There has been some public discussion in comp.risks on signed binaries. ActiveX technology allows client software such as mail agents/browsers/etc. to run foreign code fragments. Unlike Java, there is no typesafety information attached to these fragments, which leads to many security problems.
ActiveX addresses security issues by relying on digital signatures to establish origin and leaving it to the user to make a trust decision based on certifiers. They have an API for creating, checking and manipulating signed code, though it is not clear how well their scheme handles revocation of credentials.
Recently, some German hackers showed how to steal money from Quicken users through ActiveX extensions.

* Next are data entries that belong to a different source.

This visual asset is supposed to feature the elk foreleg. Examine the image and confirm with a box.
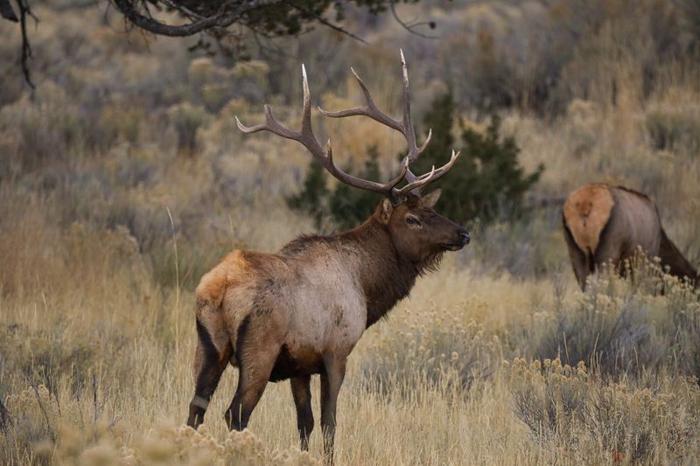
[320,356,346,465]
[290,375,314,451]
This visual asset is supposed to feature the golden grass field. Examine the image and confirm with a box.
[1,1,700,465]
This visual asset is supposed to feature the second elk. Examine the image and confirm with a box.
[563,183,697,289]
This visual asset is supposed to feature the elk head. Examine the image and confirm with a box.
[375,189,469,263]
[236,50,470,262]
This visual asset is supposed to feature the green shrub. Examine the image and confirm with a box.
[286,155,331,229]
[510,358,700,463]
[646,105,700,155]
[413,92,543,225]
[286,146,382,230]
[327,147,383,230]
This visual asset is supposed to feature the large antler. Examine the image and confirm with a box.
[236,50,459,200]
[319,50,459,195]
[236,65,407,196]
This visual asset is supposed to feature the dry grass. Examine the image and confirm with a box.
[1,1,700,465]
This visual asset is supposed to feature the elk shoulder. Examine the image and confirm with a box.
[563,183,615,255]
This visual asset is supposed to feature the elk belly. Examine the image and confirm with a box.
[268,344,324,382]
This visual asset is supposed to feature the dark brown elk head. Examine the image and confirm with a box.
[236,50,469,262]
[376,191,469,263]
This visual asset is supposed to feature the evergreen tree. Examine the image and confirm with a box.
[413,92,543,224]
[328,146,382,230]
[286,158,329,229]
[287,145,382,230]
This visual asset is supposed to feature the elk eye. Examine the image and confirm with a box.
[405,215,421,226]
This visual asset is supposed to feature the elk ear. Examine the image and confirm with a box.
[420,189,442,208]
[378,198,394,224]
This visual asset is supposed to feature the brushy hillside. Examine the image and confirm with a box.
[1,0,699,464]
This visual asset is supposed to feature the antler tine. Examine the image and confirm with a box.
[236,65,324,157]
[319,50,433,186]
[397,150,461,196]
[399,49,419,162]
[403,127,433,182]
[235,105,301,141]
[299,65,325,157]
[318,67,404,133]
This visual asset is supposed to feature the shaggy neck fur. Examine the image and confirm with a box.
[341,216,443,327]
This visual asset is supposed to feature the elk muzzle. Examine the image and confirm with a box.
[441,227,470,251]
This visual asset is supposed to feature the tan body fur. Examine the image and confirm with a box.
[563,183,697,289]
[196,242,368,382]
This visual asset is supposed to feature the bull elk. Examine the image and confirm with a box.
[185,52,469,463]
[563,183,697,289]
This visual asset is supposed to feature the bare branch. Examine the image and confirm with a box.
[110,0,244,37]
[288,2,367,44]
[18,0,36,89]
[389,0,437,39]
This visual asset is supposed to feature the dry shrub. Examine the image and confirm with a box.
[361,320,501,395]
[188,58,270,112]
[96,103,145,148]
[0,82,82,172]
[0,324,96,397]
[534,259,700,377]
[464,209,567,278]
[510,358,700,464]
[167,103,211,155]
[1,386,319,466]
[646,90,700,156]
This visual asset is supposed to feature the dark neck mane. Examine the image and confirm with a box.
[340,217,443,327]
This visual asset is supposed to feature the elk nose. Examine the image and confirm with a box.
[458,229,470,246]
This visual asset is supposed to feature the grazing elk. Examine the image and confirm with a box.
[186,52,470,463]
[563,183,697,289]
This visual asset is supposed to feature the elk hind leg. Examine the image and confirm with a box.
[224,316,282,431]
[291,375,314,451]
[187,319,231,428]
[563,223,591,290]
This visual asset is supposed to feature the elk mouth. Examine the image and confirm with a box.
[440,242,467,251]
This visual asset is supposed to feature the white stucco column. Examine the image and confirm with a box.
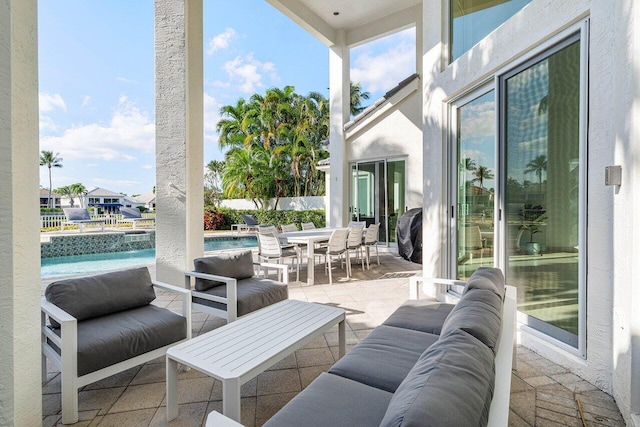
[0,0,42,424]
[328,30,350,227]
[155,0,204,285]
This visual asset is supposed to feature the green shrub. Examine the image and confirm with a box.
[210,207,326,230]
[40,208,63,214]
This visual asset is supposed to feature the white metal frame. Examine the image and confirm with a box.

Here's the discussion that ensued on comp.risks:
My conclusion is that ActiveX technology is good for sharing code within a single security domain such as an intranet, but is unsuitable for use over the Internet at large. ActiveX can work well within an intranet because local auditing, security policies, and trust relationships already exist within an intranet. Any attempt to deploy ActiveX on a global scale is open to serious security attacks. A scheme such as Java, where the safety and security of incoming code can be checked independently without relying on trust, is necessary when going across domains of trust.
We believe that our work on the Kimera Project combines the advantages of both technologies. A Kimera firewall verifies the safety and security of foreign code at its point of entry into a security domain. A Kimera firewall can also modify the incoming code according to central security restrictions, make entries in a secure audit trail, and perform mandatory access control for an enterprise. It then compiles the Java code into native code, and forwards it to a client with a local certificate. The clients can be made leaner and smaller since they can defer verification and compilation services to their Kimera Firewall.